Libre, ecuánime e independiente, Ramón Carnicer cultivó las artes de la palabra, tanto escrita como hablada, como pocos autores de su época. En diciembre se celebra el centenario del excepcional narrador leonés

José-Carlos Mainer
Ramón Carnicer, en 1962, durante su viaje por la comarca leonesa de La Cabrera. Foto: Editorial Gadir
Ramón Carnicer, en 1962, durante su viaje por la comarca leonesa de La Cabrera. Foto: Editorial Gadir

Cinco años le faltaron a Ramón Carnicer (Villafranca del Bierzo, 1912-Barcelona, 2007) para haber cumplido el siglo. En su obituario (EL PAÍS, 30-12-2007), Andrés Trapiello recordaba la última visita que hizo en compañía de Carlos Pujol a la casa del escritor en la parte alta de Barcelona, en el hermoso y tranquilo barrio donde también vivían el propio Pujol, Marià Manent y Juan Perucho. Carnicer era ya una sombra del hombre alto y delgado, bien parecido y de mirada penetrante, que había sido hasta no hacía mucho, pero conservaba intacta la lucidez irónica que le diera “merecida fama de hombre libre, ecuánime e independiente, o sea, de difícil”. Y, de añadidura, seguía siendo, en opinión del crítico, “no sólo el escritor de cuantos he conocido que mejor hablaba el castellano y en castellano, sino uno de los que mejor lo ha escrito en nuestro tiempo”.

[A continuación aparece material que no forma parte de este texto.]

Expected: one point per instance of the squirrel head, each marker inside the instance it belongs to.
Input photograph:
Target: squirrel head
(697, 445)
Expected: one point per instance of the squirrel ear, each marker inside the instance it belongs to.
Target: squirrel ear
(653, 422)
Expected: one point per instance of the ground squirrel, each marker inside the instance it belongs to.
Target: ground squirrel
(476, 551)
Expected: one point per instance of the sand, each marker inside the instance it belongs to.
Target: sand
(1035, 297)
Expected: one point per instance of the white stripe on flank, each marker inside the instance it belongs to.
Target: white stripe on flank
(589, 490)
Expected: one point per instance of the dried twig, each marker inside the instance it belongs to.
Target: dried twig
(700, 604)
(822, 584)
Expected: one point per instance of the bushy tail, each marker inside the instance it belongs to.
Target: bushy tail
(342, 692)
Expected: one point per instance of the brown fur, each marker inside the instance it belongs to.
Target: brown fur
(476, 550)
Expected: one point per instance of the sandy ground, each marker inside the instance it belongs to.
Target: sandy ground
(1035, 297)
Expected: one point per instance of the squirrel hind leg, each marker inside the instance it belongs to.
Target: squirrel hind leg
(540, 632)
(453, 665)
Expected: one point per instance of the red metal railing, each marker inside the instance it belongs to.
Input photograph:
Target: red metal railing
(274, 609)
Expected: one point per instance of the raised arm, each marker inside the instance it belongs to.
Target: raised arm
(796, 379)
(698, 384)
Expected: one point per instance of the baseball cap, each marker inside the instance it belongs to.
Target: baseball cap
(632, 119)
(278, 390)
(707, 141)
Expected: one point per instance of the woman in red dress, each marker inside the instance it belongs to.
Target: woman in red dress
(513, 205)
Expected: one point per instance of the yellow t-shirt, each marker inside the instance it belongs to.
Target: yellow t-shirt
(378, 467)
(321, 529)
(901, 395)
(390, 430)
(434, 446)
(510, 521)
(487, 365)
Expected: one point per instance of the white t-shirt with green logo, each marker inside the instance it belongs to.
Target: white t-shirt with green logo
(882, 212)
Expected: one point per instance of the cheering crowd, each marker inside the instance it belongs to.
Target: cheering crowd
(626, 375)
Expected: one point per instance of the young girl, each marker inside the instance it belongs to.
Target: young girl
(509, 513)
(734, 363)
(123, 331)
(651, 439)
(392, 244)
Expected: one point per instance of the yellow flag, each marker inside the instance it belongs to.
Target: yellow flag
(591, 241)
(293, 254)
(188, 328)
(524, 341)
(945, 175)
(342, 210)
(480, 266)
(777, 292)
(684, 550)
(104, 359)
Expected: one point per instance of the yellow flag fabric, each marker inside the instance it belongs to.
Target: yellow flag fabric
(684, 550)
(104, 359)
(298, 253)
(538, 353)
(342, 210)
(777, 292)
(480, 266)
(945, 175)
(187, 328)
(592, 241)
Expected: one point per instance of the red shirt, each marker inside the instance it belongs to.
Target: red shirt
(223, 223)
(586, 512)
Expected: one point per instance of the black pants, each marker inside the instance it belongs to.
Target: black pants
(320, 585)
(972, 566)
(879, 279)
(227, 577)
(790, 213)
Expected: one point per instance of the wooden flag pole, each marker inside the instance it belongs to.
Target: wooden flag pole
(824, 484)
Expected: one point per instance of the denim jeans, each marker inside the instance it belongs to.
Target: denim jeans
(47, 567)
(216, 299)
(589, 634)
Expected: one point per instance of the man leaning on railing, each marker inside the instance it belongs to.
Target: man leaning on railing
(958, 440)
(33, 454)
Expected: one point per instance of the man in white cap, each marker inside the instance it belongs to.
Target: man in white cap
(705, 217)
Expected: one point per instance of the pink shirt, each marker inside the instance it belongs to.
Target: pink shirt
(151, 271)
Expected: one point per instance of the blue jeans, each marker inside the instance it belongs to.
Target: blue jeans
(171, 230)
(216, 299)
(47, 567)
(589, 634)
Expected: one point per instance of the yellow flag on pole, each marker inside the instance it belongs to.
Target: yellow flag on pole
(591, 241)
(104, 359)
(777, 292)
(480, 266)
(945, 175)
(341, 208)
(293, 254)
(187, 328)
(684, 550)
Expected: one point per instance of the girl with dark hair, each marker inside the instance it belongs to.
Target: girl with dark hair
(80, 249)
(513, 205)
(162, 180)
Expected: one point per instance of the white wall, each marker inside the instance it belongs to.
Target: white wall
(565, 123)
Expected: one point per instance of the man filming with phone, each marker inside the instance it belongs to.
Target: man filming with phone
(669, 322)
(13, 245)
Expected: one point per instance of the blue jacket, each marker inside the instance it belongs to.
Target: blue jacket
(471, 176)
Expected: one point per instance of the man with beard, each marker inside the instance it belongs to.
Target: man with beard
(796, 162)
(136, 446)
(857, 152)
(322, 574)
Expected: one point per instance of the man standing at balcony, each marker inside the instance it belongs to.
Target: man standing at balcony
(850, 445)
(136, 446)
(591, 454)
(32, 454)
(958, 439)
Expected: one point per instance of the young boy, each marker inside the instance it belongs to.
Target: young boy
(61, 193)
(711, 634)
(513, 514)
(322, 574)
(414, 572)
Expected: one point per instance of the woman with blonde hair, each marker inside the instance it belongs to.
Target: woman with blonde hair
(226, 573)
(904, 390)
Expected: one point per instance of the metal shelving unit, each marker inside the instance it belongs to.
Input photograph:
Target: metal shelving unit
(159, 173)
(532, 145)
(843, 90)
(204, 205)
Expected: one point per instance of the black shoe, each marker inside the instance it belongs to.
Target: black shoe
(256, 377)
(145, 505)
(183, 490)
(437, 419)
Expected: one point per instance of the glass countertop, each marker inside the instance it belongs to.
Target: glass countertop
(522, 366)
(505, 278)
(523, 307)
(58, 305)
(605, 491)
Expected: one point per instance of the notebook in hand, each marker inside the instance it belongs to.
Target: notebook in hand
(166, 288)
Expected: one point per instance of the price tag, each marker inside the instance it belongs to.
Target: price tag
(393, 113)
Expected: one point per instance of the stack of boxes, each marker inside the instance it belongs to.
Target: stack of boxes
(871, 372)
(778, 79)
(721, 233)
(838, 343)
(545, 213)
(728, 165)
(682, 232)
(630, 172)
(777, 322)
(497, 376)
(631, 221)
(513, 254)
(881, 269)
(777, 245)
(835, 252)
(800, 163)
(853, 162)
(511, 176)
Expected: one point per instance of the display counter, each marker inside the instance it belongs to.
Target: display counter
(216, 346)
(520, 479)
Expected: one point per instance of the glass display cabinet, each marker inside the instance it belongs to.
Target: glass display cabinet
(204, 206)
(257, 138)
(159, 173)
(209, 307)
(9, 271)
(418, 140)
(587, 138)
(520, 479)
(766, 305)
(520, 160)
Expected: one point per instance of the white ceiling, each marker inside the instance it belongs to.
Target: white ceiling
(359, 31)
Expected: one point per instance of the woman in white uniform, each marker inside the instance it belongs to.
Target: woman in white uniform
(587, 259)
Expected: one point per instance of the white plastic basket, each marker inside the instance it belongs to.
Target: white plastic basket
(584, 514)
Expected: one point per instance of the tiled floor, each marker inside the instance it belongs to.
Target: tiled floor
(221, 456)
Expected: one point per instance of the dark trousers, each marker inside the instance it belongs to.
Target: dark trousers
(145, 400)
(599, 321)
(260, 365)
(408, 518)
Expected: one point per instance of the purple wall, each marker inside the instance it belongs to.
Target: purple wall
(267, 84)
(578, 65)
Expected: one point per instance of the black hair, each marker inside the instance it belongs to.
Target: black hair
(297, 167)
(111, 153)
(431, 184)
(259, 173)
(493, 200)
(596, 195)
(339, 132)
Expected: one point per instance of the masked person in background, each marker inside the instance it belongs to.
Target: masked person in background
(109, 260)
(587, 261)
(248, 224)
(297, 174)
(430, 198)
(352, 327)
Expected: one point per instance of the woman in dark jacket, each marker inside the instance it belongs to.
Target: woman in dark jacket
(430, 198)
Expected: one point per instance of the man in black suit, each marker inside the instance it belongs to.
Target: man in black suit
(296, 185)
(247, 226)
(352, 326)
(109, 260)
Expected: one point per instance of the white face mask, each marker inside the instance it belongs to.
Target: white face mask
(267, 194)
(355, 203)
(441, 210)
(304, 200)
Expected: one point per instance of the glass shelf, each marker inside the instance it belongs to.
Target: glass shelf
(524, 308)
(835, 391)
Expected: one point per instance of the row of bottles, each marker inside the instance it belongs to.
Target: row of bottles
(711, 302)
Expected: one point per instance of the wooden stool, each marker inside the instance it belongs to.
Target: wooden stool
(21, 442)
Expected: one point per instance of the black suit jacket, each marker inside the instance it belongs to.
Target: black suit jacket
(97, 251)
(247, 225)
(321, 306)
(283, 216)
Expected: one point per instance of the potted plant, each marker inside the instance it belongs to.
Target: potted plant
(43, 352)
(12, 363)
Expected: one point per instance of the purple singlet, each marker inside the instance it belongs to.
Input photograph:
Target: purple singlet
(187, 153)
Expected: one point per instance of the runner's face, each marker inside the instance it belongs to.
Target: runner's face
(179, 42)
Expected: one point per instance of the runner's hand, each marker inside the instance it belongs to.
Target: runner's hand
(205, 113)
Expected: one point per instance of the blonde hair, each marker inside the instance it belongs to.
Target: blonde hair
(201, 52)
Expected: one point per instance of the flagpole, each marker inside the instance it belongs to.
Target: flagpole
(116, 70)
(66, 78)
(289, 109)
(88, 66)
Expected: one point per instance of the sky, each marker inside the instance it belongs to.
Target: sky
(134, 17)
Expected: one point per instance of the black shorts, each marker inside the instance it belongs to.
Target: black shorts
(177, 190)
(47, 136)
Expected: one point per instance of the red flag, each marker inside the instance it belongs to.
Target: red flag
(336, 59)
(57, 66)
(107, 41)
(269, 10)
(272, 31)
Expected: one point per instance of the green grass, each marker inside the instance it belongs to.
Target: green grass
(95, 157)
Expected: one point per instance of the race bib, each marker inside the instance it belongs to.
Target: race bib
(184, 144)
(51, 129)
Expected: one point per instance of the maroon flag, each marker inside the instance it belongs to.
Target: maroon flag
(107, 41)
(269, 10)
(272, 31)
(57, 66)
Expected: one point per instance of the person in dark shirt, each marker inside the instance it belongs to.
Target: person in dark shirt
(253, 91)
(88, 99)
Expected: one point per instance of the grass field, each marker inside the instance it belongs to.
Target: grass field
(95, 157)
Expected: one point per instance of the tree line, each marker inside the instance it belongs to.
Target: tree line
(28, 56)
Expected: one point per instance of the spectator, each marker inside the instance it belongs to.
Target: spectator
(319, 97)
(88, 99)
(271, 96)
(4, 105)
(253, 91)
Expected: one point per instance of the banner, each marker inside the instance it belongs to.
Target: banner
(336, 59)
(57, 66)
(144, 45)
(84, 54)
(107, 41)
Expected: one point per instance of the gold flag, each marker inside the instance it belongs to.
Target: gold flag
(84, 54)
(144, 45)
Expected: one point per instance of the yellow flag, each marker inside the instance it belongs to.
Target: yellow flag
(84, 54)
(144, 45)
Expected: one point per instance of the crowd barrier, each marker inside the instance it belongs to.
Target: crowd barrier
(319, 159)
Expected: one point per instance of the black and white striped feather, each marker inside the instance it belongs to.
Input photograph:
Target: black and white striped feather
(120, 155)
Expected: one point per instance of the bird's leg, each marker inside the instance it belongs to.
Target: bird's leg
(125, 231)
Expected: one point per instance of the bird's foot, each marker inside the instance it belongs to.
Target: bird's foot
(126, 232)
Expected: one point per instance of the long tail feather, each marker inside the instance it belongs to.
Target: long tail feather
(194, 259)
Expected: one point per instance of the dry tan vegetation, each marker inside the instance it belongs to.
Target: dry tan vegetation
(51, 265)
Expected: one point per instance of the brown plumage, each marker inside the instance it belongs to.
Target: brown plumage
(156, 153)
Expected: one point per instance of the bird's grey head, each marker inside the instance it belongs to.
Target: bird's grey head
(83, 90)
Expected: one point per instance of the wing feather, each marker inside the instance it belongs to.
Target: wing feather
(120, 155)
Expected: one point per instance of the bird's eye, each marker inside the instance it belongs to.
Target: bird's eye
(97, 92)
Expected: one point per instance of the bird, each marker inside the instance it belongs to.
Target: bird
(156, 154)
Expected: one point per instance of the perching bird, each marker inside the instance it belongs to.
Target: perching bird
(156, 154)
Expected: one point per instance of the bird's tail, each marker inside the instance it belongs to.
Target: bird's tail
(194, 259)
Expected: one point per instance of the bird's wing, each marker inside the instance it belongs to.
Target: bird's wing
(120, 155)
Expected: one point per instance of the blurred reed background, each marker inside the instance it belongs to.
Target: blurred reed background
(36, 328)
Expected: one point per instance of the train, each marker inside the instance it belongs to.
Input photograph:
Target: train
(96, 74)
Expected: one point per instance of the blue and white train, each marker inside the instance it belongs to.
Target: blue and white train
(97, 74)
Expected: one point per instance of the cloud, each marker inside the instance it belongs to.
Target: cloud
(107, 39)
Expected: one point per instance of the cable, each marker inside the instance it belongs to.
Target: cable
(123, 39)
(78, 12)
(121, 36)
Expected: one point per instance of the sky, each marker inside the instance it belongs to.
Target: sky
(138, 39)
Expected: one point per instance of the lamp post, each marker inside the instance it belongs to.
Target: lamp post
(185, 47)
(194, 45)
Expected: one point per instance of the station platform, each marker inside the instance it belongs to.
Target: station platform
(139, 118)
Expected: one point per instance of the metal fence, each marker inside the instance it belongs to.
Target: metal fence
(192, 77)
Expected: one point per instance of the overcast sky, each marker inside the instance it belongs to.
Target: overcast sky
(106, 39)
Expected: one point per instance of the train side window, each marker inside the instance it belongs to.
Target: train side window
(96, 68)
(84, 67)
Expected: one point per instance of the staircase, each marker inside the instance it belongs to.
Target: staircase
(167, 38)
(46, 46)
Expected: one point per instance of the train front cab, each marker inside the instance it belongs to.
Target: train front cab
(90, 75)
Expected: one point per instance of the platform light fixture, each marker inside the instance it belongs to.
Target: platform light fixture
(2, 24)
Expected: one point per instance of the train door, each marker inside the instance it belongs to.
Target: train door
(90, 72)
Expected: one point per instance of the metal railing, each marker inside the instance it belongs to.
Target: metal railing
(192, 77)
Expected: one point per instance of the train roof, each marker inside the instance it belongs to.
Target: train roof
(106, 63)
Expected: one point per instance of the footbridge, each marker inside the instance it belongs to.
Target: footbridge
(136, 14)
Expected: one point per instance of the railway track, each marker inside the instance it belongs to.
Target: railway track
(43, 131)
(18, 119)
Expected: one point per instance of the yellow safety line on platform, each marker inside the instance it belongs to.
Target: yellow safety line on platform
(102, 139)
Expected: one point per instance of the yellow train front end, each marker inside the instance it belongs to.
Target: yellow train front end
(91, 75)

Muchos pensamos lo mismo, como han declarado relevantes escritores leoneses (pienso en José María Merino, Luis Mateo Díez o Juan Pedro Aparicio, de quienes me consta su admiración). A la frase de Trapiello incluso podría suprimírsele la concesión ponderativa (“no sólo…, sino…”) porque, en el caso de Carnicer, el habla y la lengua escrita eran intercambiables: contaba las anécdotas vividas o articulaba las opiniones personales como si las escribiera; las escribía con la vivacidad, la diafanidad y el encanto de quien era un consumado conversador. Pensaba que la literatura ha de ser algo útil para quien la lee, que ha de decirnos cosas ciertas en un lenguaje claro y que debe hacerlo refractándose en un temperamento que imponga su sello. Lo que no está lejos, por cierto, del ideal horaciano… Y muy cercano de la poética de Pío Baroja, al que admiraba: “Mi mejor receta contra la proliferación de adjetivos”, dijo de él. Recordemos de entrada que no fue un escritor precoz, ni mucho menos. Fue empleado de Correos y estudió la carrera de Letras tarde, en la Barcelona donde había emigrado tras la Guerra Civil y donde participó en el equipo de la mítica revista universitaria Laye, con los Ferraté, Castellet, Jaime Gil, Esteban Pinilla y Carlos Barral, a quienes llevaba casi quince años. Era más fiel a las lecturas clásicas españolas que a las modernas: “Gracián, Cervantes y Quevedo son mi vitamina lingüística más eficaz”, le dijo a su biógrafo César Gavela. Y en sus divertidas memorias Friso menor (1983) confesó sin falsos pudores su indiferencia ante Juan Ramón Jiménez y Jorge Guillén.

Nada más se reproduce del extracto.